- Born: April 2, 1945 Chicago, Illinois, U.S.
- Died: March 28, 2025 (aged 79) Kansas City, Kansas, U.S.
- Education: University of Illinois
- Career
- Station: WLS-AM 890, Chicago
- Station: WLS-TV
- Style: Talk Show
- Country: United States

= Jim Johnson (radio presenter) =

American news anchor and reporter (1945–2025)

Jim Johnson (April 2, 1945 – March 28, 2025) was an American news anchor and reporter on WLS (AM) 890 in Chicago for over 45 years, where he regularly participated in on-air discussions with the other on-air personalities ranging from Roe Conn and Steve Dahl to Richard Roper and Larry Lujack.

==Background==
Johnson grew up in Chicago and the North Woods of Wisconsin. His father was also in the news business, working at the City News Bureau of Chicago, then with the Chicago Sun Times. When the family lived in the North Woods, they built and operated a hunting and fishing lodge. This lodge was a popular vacation spot for Chicago politicians, judges, policemen, and firefighters, including then Mayor of Chicago Richard J. Daley and his son and future Mayor, Richard M. Daley. Jim married his college sweetheart, Denise. Their daughter, Alexis Del Cid, following in her father and grandfather's footsteps, working as a long-time reporter and news anchor.

Johnson had a bachelor's and master's degree in communications from the University of Illinois.

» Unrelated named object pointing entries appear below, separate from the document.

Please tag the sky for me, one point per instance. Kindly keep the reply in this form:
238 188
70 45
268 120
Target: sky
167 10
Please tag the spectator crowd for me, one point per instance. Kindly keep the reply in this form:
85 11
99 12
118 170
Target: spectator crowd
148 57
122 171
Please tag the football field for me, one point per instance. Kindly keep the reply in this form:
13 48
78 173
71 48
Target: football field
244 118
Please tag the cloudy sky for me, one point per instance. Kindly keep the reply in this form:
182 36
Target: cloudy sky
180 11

In July of 2021, Jim’s daughter, Alexis, announced that Jim was battling Alzheimer’s disease. She chronicled the family's journey on her Facebook page, which is open to the public. Johnson died of complications from the disease on March 28, 2025, at the age of 79.

==Career==
Johnson began his broadcasting career as a television news anchor in Champaign, Illinois. He was known as a veteran of Chicago broadcasting, taking part in television and radio news for more than four decades. He entered the Chicago news business at the age of 23 in 1968, perhaps one of the most turbulent years in Chicago history with the Assassination of Martin Luther King, Jr. starting riots and anti-war protests. In the late 1970s, Johnson worked as a reporter at ABC 7 Chicago in addition to his work on the radio. The 1980s saw him working as a fill-in news anchor on the Steve and Garry Show with Steve Dahl and Garry Meier. Johnson then began to work for the Roe and Garry Show. He continued to work with Roe Conn as co-hosts changed throughout the years.

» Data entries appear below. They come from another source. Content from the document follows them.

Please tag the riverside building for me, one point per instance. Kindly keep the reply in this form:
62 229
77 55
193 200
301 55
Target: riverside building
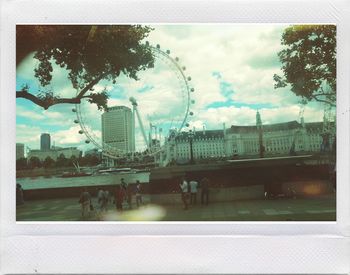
117 129
279 139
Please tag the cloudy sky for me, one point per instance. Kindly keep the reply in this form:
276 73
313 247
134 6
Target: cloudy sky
231 69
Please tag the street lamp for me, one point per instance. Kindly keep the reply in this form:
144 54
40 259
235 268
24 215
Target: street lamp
190 138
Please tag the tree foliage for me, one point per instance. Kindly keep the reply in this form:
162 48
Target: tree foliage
309 62
89 54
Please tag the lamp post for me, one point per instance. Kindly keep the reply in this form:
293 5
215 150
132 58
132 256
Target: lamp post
190 138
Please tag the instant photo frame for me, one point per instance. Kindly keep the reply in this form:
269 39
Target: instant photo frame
173 247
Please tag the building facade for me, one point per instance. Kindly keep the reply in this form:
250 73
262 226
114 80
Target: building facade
19 150
55 153
117 129
280 139
45 142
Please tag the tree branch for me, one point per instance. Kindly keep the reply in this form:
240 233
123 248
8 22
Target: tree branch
325 101
90 86
46 103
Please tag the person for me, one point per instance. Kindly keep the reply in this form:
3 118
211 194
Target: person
193 188
102 200
205 191
19 194
85 201
129 196
138 194
124 188
119 198
184 193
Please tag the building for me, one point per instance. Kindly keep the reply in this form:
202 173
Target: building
54 154
93 152
117 130
19 150
279 139
45 142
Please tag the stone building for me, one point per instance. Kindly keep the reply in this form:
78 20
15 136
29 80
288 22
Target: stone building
279 139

According to Johnson, some of his major achievements include creating the Canarble Wagon and the Jimism. The 'Canarble Wagon' was a segment airing on the Roe Conn Show every Friday on at 5:00 pm. It is a time when the cast of the show order alcoholic beverages from the Canarble Wagon. The name 'Canarble Wagon' comes from Johnson's early days in journalism. When he was a reporter at the City Hall press room, veteran reporters told a story of a newspaper reporter who would come back from lunch drunk. This reporter could not pronounce the word cocktail; instead, the word canarble was heard. Johnson added the word wagon to canarble and the Canarble Wagon was made. The Jimism was "the practice of botched news reporting". If a listener "catches" a Jimism, they called in to the station and report it. If Johnson did say a Jimism, the caller won a "I Caught a Jimism" T-shirt.

On April 30, 2013, Johnson announced on air during the Roe & Roeper show that he would retire when his current contract expired in June 2013. His final newscast was at 6:30 p.m. on June 28, 2013. He was replaced by news anchor Susan Carlson.